Une Calligraphie Soyeuse et Libre
Après son baccalauréat Art Plastique, et plusieurs expositions à Casablanca, sa ville natale, Rajaâ Benjelloun obtient une licence d’Arts Plastique à l’Université du Panthéon Sorbonne où elle participe en 1989 à la réalisation d’une fresque. Après une première exposition en 1990 à l’Association Art et Vie, elle confirme » sa maturité artistique » en Janvier 1992 en présentant ses oeuvres à l’Institut du Monde Arabe. Elle intègre progressivement la calligraphie arabe dans son art, comme le montre l’exposition, dont le vernissage est prévu ce soir à 18h30 à l’hôtel Sélect.
S’il est des artistes qui ressemblent à leur oeuvre, et s’enchevêtrent corps et âme avec elle, l’artiste peintre Rajaâ Benjelloun est de ceux-là.

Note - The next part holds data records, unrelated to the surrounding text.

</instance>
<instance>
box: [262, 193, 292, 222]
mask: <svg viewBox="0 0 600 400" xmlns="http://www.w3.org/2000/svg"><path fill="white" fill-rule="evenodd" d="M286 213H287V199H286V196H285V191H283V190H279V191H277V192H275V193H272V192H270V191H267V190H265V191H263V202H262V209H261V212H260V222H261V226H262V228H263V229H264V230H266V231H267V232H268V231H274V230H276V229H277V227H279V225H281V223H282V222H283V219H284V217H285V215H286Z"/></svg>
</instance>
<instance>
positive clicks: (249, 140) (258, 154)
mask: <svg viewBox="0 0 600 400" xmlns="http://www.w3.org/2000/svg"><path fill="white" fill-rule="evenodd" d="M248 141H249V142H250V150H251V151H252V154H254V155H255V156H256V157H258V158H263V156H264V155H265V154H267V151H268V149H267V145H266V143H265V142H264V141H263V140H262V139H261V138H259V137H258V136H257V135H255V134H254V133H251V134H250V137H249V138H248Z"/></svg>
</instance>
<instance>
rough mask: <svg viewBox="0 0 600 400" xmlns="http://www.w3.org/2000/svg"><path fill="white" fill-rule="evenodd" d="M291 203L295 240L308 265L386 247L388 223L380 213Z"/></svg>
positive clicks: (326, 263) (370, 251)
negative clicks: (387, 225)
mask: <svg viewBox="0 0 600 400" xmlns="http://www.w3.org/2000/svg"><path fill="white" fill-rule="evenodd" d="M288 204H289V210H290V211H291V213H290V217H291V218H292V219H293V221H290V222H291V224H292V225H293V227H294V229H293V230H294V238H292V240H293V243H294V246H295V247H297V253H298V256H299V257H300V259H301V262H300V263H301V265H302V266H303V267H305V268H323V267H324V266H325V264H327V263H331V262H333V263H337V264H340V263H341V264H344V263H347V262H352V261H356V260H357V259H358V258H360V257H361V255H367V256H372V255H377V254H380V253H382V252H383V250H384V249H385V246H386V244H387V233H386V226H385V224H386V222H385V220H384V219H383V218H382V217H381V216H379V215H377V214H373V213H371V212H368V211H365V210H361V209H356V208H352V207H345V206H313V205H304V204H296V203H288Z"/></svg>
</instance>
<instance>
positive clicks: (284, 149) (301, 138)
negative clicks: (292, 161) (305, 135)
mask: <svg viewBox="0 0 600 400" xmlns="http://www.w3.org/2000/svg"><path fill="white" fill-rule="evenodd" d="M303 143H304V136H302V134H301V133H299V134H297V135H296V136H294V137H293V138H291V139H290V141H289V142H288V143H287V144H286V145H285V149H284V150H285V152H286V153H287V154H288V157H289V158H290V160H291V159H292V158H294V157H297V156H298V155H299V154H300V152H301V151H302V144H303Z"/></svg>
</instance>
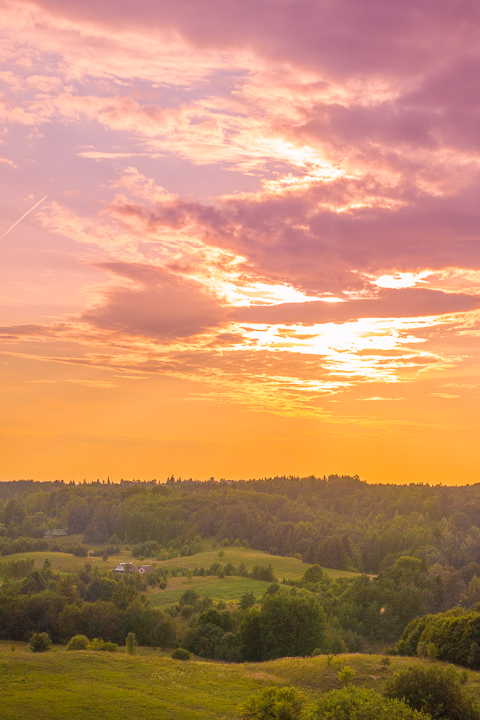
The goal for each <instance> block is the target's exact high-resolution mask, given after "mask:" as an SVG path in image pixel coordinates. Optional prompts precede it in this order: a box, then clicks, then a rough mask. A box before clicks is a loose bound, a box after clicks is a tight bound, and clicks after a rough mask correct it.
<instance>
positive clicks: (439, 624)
mask: <svg viewBox="0 0 480 720" xmlns="http://www.w3.org/2000/svg"><path fill="white" fill-rule="evenodd" d="M396 652H398V654H399V655H410V656H414V655H419V656H424V657H430V658H438V659H439V660H445V661H446V662H451V663H455V664H457V665H464V666H465V667H469V668H471V669H472V670H480V604H477V605H476V607H474V608H473V609H471V610H470V611H466V610H464V609H463V608H454V609H451V610H449V611H447V612H445V613H438V614H436V615H426V616H424V617H420V618H416V619H415V620H413V621H412V622H411V623H410V624H409V625H408V626H407V627H406V628H405V631H404V633H403V635H402V637H401V639H400V641H399V642H398V644H397V647H396Z"/></svg>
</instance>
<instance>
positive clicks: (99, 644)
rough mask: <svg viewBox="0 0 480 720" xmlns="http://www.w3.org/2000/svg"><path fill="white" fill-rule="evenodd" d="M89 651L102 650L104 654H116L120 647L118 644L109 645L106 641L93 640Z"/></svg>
mask: <svg viewBox="0 0 480 720" xmlns="http://www.w3.org/2000/svg"><path fill="white" fill-rule="evenodd" d="M88 649H89V650H101V651H103V652H115V651H116V650H118V645H117V644H116V643H109V642H105V641H104V640H99V639H98V638H93V640H92V642H91V643H90V645H89V646H88Z"/></svg>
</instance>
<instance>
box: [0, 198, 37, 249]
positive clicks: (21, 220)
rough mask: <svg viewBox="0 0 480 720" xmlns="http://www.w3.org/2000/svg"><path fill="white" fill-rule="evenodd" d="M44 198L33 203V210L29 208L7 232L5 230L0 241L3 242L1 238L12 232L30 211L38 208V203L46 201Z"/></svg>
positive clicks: (0, 238)
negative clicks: (29, 209)
mask: <svg viewBox="0 0 480 720" xmlns="http://www.w3.org/2000/svg"><path fill="white" fill-rule="evenodd" d="M46 198H47V196H46V195H45V197H44V198H42V199H41V200H39V201H38V203H35V205H34V206H33V208H30V210H27V212H26V213H24V214H23V215H22V217H21V218H19V219H18V220H17V222H15V223H13V225H12V226H11V227H9V228H8V230H6V231H5V232H4V233H3V235H2V236H1V237H0V240H3V238H4V237H5V235H7V234H8V233H9V232H10V230H13V228H14V227H15V226H16V225H18V223H19V222H22V220H23V218H24V217H27V215H28V213H31V212H32V210H35V208H36V207H38V206H39V205H40V203H42V202H43V201H44V200H46Z"/></svg>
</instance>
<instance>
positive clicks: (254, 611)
mask: <svg viewBox="0 0 480 720" xmlns="http://www.w3.org/2000/svg"><path fill="white" fill-rule="evenodd" d="M325 625H326V617H325V613H324V611H323V609H322V607H321V606H320V605H319V604H318V603H317V602H316V601H315V600H313V599H312V598H309V597H303V596H299V595H293V596H292V595H287V594H286V593H283V592H278V593H276V594H275V595H266V596H265V598H264V600H263V603H262V607H261V610H260V611H258V610H256V609H252V610H250V611H249V613H248V614H247V616H246V617H245V619H244V620H243V622H242V624H241V626H240V638H241V646H242V656H243V657H244V659H245V660H250V661H252V660H253V661H255V660H273V659H274V658H278V657H287V656H292V655H294V656H302V655H311V653H312V652H313V651H314V650H315V648H317V647H319V646H321V645H322V643H323V640H324V633H325Z"/></svg>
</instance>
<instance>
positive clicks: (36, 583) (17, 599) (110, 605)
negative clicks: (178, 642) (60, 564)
mask: <svg viewBox="0 0 480 720" xmlns="http://www.w3.org/2000/svg"><path fill="white" fill-rule="evenodd" d="M21 562H24V567H20V566H19V565H18V563H21ZM9 564H10V566H8V564H7V567H5V564H4V565H3V567H2V568H1V569H2V573H3V577H4V578H7V579H5V580H4V582H3V585H2V587H1V588H0V638H3V639H8V640H19V641H27V640H29V638H30V637H31V635H32V634H33V633H35V632H37V633H47V634H48V636H49V637H50V638H51V640H53V642H60V643H61V642H68V640H70V638H71V637H73V636H74V635H78V634H81V635H86V636H87V637H88V638H90V639H93V638H102V639H103V640H105V641H108V642H113V643H117V644H123V643H124V641H125V638H126V636H127V635H128V633H129V632H133V633H135V635H136V637H137V640H138V642H139V643H140V644H141V645H154V646H160V647H170V646H173V645H174V644H175V638H176V628H175V622H174V621H173V619H172V617H171V616H170V615H168V614H167V613H164V612H162V611H161V610H159V609H157V608H152V607H149V606H148V603H146V601H145V595H143V594H142V590H145V589H146V584H145V581H144V580H143V578H142V577H141V576H140V575H136V576H135V577H134V578H133V577H132V578H121V579H120V580H117V581H116V580H114V579H113V578H112V573H107V572H104V573H101V572H100V571H99V570H98V569H97V568H94V569H93V570H92V567H91V566H90V565H89V564H88V563H86V564H85V567H84V569H83V570H82V571H81V572H79V573H74V574H70V575H62V574H60V573H57V572H54V571H53V570H52V569H51V566H50V563H49V561H48V560H46V561H45V564H44V566H43V569H41V570H32V569H31V565H29V564H28V563H27V564H25V561H20V560H11V561H9ZM24 573H26V574H25V577H23V578H21V579H19V578H18V576H19V575H21V574H24ZM12 577H14V578H16V579H14V580H13V579H9V578H12Z"/></svg>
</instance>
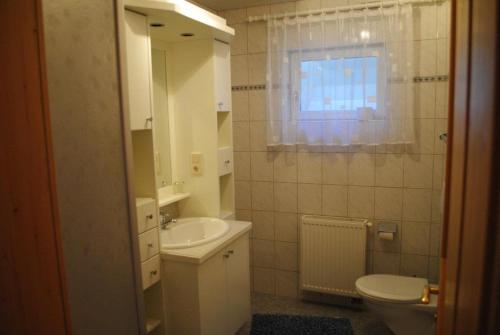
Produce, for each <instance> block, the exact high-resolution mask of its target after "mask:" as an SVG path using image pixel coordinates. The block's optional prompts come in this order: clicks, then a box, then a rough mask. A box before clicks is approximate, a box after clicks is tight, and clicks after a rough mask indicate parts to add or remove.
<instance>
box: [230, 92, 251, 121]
mask: <svg viewBox="0 0 500 335" xmlns="http://www.w3.org/2000/svg"><path fill="white" fill-rule="evenodd" d="M231 96H232V102H233V111H232V113H233V121H248V120H250V115H249V112H248V109H249V108H248V92H247V91H233V92H232V94H231Z"/></svg>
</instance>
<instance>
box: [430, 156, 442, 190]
mask: <svg viewBox="0 0 500 335" xmlns="http://www.w3.org/2000/svg"><path fill="white" fill-rule="evenodd" d="M444 175H445V156H444V155H434V168H433V177H432V188H433V189H434V190H441V189H442V188H443V182H444Z"/></svg>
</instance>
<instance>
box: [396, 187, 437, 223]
mask: <svg viewBox="0 0 500 335" xmlns="http://www.w3.org/2000/svg"><path fill="white" fill-rule="evenodd" d="M431 197H432V191H431V190H425V189H405V190H404V191H403V219H404V220H407V221H423V222H429V221H430V220H431Z"/></svg>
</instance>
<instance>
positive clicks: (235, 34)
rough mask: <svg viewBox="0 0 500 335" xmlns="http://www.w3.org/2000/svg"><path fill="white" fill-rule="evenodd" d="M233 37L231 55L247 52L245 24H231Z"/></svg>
mask: <svg viewBox="0 0 500 335" xmlns="http://www.w3.org/2000/svg"><path fill="white" fill-rule="evenodd" d="M233 28H234V38H233V40H232V41H231V44H230V47H231V55H243V54H246V53H247V24H246V23H239V24H235V25H233Z"/></svg>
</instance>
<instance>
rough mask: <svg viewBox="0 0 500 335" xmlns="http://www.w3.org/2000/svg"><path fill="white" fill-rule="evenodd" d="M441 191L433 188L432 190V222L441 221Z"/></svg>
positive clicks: (441, 205)
mask: <svg viewBox="0 0 500 335" xmlns="http://www.w3.org/2000/svg"><path fill="white" fill-rule="evenodd" d="M443 201H444V199H443V191H442V190H433V191H432V209H431V211H432V214H431V215H432V222H434V223H442V222H443Z"/></svg>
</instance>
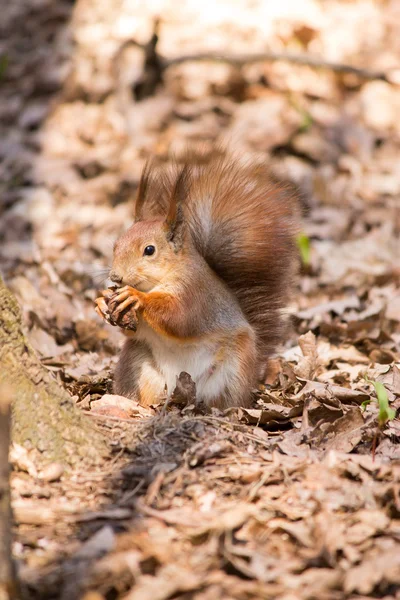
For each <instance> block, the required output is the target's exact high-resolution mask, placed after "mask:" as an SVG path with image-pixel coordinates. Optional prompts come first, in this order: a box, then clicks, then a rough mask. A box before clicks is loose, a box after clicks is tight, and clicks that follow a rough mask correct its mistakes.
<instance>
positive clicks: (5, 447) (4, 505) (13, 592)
mask: <svg viewBox="0 0 400 600" xmlns="http://www.w3.org/2000/svg"><path fill="white" fill-rule="evenodd" d="M11 398H12V393H11V388H10V389H9V388H7V387H6V386H0V600H16V599H17V598H18V596H19V593H18V585H17V580H16V575H15V568H14V564H13V560H12V556H11V523H12V518H11V506H10V487H9V467H8V446H9V442H10V420H11V419H10V404H11Z"/></svg>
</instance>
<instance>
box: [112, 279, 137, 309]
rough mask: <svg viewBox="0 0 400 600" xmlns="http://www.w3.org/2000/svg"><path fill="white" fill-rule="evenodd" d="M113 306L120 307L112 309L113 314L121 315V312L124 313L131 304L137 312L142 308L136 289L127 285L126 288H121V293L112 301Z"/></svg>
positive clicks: (112, 298)
mask: <svg viewBox="0 0 400 600" xmlns="http://www.w3.org/2000/svg"><path fill="white" fill-rule="evenodd" d="M111 304H112V305H115V304H117V305H119V306H117V307H116V308H114V307H112V312H113V313H116V314H119V313H120V312H122V311H123V310H125V308H127V307H128V306H131V304H133V305H134V306H133V308H134V309H135V310H137V309H138V308H139V307H140V304H141V302H140V298H139V296H138V293H137V291H136V290H135V288H133V287H131V286H129V285H126V286H125V287H123V288H121V289H120V290H119V293H118V294H117V295H116V296H114V297H113V298H112V300H111Z"/></svg>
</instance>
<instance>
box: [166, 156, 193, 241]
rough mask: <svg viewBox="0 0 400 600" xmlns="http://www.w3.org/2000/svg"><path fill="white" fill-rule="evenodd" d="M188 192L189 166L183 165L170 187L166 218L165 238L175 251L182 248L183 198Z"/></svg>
mask: <svg viewBox="0 0 400 600" xmlns="http://www.w3.org/2000/svg"><path fill="white" fill-rule="evenodd" d="M188 192H189V167H188V166H187V165H186V166H184V167H183V168H182V169H181V171H180V173H179V174H178V176H177V178H176V181H175V184H174V186H173V189H172V194H171V199H170V204H169V209H168V214H167V218H166V221H165V222H166V228H167V240H168V241H169V242H171V243H172V244H173V245H174V248H175V251H176V252H177V251H178V250H180V248H182V244H183V231H184V224H185V223H184V214H183V206H182V205H183V200H184V198H185V196H187V194H188Z"/></svg>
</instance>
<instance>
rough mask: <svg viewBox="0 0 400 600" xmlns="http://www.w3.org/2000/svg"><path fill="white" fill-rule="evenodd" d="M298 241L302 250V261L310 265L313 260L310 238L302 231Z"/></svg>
mask: <svg viewBox="0 0 400 600" xmlns="http://www.w3.org/2000/svg"><path fill="white" fill-rule="evenodd" d="M296 243H297V247H298V249H299V251H300V256H301V262H302V263H303V265H304V266H305V267H308V265H309V264H310V261H311V245H310V238H309V237H308V236H307V235H306V234H305V233H300V234H299V235H298V236H297V237H296Z"/></svg>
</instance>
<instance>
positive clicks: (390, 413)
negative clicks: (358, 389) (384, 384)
mask: <svg viewBox="0 0 400 600" xmlns="http://www.w3.org/2000/svg"><path fill="white" fill-rule="evenodd" d="M365 381H366V382H367V383H372V385H373V386H374V388H375V393H376V398H377V399H376V402H377V403H378V407H379V413H378V424H379V427H383V426H384V425H385V424H386V423H387V422H388V421H393V419H394V418H395V416H396V411H395V410H394V409H393V408H390V406H389V398H388V395H387V391H386V388H385V386H384V385H383V383H380V381H372V380H371V379H368V377H367V376H365ZM369 403H370V400H366V401H365V402H363V403H362V405H361V406H362V408H364V409H365V407H366V406H367V404H369Z"/></svg>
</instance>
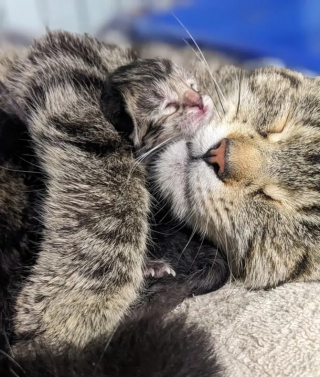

Les doigts et les ongles effilés semblent se prolonger sur le support en carton dur pour dessiner des arabesques tourmentées comme cette valse endiablée qui souffle comme le simoun sur une partition de soie d’or. Il y a aussi ces lianes vertes d’espoir, qui s’entortillent en un ourlet fleuri pour figurer la renaissance, la re-naissance de l’art, de la vie. Il y a ces lignes poudrées d’or qui s’incurvent sans heurt, comme un accouchement sans douleur, comme une parturition ovoïde où couvre la première nidation d’un talent fragile. Dans cette exposition sobre et raffinée comme un bouquet de genêts sur un guéridon de cristal, l’oeil voyage en empruntant des dédales en sinusoïde, épouse les contours d’une sereine circonvolution avant de reprendre haleine dans un maquis lyophilisé d’algues sous-marines. Mais il n’y a pas que l’oeil, tous les sens sont en émoi : la caresse du vent de steppe chasse l’écume d’une brise marine avant de saisir la bénédiction d’une » khamsa » ouverte comme une main de Fatima. Dans cette galerie étrange, sans déranger, il n’y a pas que l’oeil, il y a aussi le regard lourd et mystérieux de l’artiste qui s’allume d’une pépite d’or lorsqu’elle sent le visiteur sentir dans la même direction.
Rajaâ dessine, peaufine, tisse, cisèle à fleur de nerfs, surtout la nuit, en ce moment de grâce où le silence suscite une intense jubilation créatrice. Ses oeuvres ne sont pas des archétypes achevés destinés à remplir une case de l’ordonnancement d’un salon de prince oriental. Ce sont des fragments souples mais éclatés qui dessinent l’infini, le non-fini, qui suggèrent sans obturer l’espace ; ce sont des myriades de lignes qui piquent parfois l’âme et l’épiderme comme autant d’aiguillons pour les lénifiantes pérégrinations de l’imaginaire. Dans le travail de Rajaâ, le rêve n’est pas un luxe, c’est presque un ingrédient obligatoire, un sésame indispensable pour déchiffrer les messages codés par l’artiste. Non point pour imposer une exclusivité de mère poule à tous » ces enfants » qu’elle accepte de montrer mais dont elle répugne à se dessaisir. » Je suis presque malade quand un client se présente pour un acheter un tableau « . Mais elle a fini, l’enfant artiste née à la » Plastique » dès son lycée de Casablanca, pour se faire une raison. Je ne suis pas une spécialiste de la calligraphie dont je ne maîtrise pas tous les codes. Mais n’en déplaise aux puristes, l’art calligraphique est pour moi un ressourcement dans la culture originelle en même temps, qu’un biais artistique idoine pour exprimer tout ce que je ressens « .
La calligraphie est pour Rajaâ, « une prophétie secrète, un sortilège qui impose de sortir de soi pour aller vers l’Autre, pour aller Ailleurs. Et contrairement à ce que pensent des critiques » hexagonaux « , en son art n’est pas une fusion hybride de la tradition orientale et de la modernité occidentale. Même si elle perçoit de façon avenante la généreuse intention de cette symbiose culturelle, elle semble s’écarter de la réduction, caricaturale jusqu’au cliché, de ce propos cher aux orientalistes d’antan.
Le propos, l’itinéraire, la démarche, autant artistique que corporelle de Rajaâ Benjelloun, dénotent en permanence une aspiration quasiment obsessionnelle à la liberté.
La preuve : même l’entrée de son exposition est libre.
ALGER INFO INTERNATIONAL – 19 Janvier 1996
Exposition déroulé du 20 Janvier au 20 Février 1996 dans les salons de l’hôtel Sélect. Place de la Sorbonne, Paris 5°.